Она подняла пылавшее лицо; на щеках виднелись несколько слезинок, а из больших голубых глаз струилась явная страсть. Она сложила свои прекрасные белые с тонкими пальцами руки и положила их мне на колени.
— Говорите, отец мой, — повторяла она. — От вас зависит погубить или спасти мою душу.
Я с любопытством следил за ее изящными грациозными движениями, с удовольствием отмечая, насколько эта женщина была выше моих прежних пошлых любовниц.
Я сжал ее руки и, жгучим взглядом смотря на нее, прошептал:
— Милая дочь моя, чтобы излечить рану, врач должен видеть ее. Так говорите же, сознайтесь в своих ошибках, как бы велики и ужасны они ни были, и если вы ослабеете под тяжестью своих признаний, то я — с вами, и мои объятия поддержат вас, а принадлежащее вам всецело отеческое сердце — утешит. Говорите же скорее, дабы мои слова утешения и прощения, которое я вам дам именем нашего божественного Учителя, осушили скорее ваши слезы и разогнали тучи с вашего прекрасного чела.
Я крепко сжал ее горячие руки и почти к самым губам приложил любопытное, жадное ухо.
— Отец мой, я совершила гнусное и противоестественное преступление, но меня увлек страх, что Альберт потеряет значительную часть своего наследства. Муж мой намеревался завещать большие поместья вашему монастырю, как часть старшего сына, принявшего монашество, и тогда…
Она остановилась и совсем опустила голову; я слушал, затаив дыхание; теперь наступало признание.
— Ну! Что же вы сделали? Говорите!
— Чтобы помешать этому, я отравила его, — прошептала она упавшим голосом.
Я подозревал это, но дело было в том, чтобы достойно провести свою роль и узнать остальное. Потому я оттолкнул ее, вскочил на ноги и отступил к двери.
— Несчастная. Вы совершили такое страшное преступление, чтобы лишить монастырь принадлежавшего ему по праву имущества! О, дочь моя, я считал вас менее преступной! Вы воспрепятствовали тому, чтобы земное богатство поступило в церковь, в святое место, единственное могущее дать вам мир и спасение.

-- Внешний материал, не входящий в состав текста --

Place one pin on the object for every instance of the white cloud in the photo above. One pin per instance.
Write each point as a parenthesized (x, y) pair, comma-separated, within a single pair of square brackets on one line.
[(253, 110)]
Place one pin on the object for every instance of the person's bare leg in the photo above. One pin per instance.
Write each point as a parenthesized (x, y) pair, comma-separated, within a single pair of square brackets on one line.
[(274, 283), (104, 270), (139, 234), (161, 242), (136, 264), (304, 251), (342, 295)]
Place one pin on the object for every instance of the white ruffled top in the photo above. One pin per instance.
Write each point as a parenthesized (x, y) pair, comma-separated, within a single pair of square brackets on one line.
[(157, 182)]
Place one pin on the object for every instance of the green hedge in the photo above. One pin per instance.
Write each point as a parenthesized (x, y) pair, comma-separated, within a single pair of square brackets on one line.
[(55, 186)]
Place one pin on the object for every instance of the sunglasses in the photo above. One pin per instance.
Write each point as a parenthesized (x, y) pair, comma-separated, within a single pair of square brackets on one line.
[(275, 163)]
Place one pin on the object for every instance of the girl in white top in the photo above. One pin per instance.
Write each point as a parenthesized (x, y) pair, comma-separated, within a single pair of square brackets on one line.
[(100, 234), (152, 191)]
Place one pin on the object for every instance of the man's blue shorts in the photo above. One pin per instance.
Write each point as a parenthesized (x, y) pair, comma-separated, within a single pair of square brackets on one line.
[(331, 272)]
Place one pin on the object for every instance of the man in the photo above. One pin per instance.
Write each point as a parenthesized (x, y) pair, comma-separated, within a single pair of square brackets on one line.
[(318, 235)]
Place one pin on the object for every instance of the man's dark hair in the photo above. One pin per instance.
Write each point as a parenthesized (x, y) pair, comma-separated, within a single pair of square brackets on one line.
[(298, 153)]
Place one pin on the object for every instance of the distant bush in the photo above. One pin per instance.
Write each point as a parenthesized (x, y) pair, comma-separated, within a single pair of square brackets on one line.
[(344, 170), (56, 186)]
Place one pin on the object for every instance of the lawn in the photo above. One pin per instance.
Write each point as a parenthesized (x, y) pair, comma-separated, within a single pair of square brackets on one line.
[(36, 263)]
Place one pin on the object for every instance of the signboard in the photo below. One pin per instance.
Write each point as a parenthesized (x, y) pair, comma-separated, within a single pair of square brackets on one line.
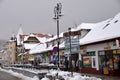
[(55, 49), (73, 33), (74, 44)]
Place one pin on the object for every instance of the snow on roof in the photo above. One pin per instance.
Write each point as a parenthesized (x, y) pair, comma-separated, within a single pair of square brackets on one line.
[(104, 30), (86, 26)]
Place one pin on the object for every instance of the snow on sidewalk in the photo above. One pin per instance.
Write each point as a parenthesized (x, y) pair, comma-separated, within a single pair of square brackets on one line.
[(65, 74)]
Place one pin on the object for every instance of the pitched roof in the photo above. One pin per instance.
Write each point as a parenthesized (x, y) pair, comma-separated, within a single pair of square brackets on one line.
[(103, 31)]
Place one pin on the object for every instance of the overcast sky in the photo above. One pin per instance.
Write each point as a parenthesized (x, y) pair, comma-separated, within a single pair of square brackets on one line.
[(36, 15)]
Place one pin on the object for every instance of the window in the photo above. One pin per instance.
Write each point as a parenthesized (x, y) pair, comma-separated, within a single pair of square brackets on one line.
[(89, 59), (106, 26), (93, 62)]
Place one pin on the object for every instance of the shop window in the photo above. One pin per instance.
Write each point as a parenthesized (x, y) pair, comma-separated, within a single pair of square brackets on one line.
[(88, 59), (93, 62), (116, 59), (105, 59)]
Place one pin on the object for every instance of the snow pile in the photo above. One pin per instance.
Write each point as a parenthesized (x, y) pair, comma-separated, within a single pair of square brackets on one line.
[(19, 75), (67, 75)]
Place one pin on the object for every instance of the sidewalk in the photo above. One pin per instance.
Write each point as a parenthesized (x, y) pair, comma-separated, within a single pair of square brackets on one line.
[(103, 77)]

Если бы вы еще совершили это злодеяние из личного расчета, страсти, незаконной любви, это было бы простительно, но обокрасть церковь!.. — Я провел рукою по лбу. — Я не могу оставаться здесь; ваше признание меня подавило…
Я сделал вид, что ухожу. Она слушала меня с ужасом и бросилась к моим ногам.
— Отец мой, не покидайте меня; я хочу открыть вам всю душу, все побуждение моего поступка; только ради Бога, останьтесь, простите меня.
— Дочь моя, — сказал я, притворяясь, будто несколько успокоился, — только полное признание может заставить меня вернуть вам мое расположение; скажу более, сохранить чисто земную любовь, которую вы мне внушили, мне, бедному изгнаннику, лишенному права на наслаждения жизнью. Я монах и слишком крепко связан клятвой для того, чтобы осмелиться извинять столь вредное для интересов общины вмешательство. Лишь когда вы примиритесь с церковью, тогда только я могу сказать вам; не отталкивайте меня, позвольте мне быть вашим другом, вашим доверенным и помочь вам получить прощение неба.
По мере того как я говорил, все более и более увлекаясь, отчаяние, застывшее на лице графини, сменялось выражением бесконечного счастья. Она встала и схватила мою руку.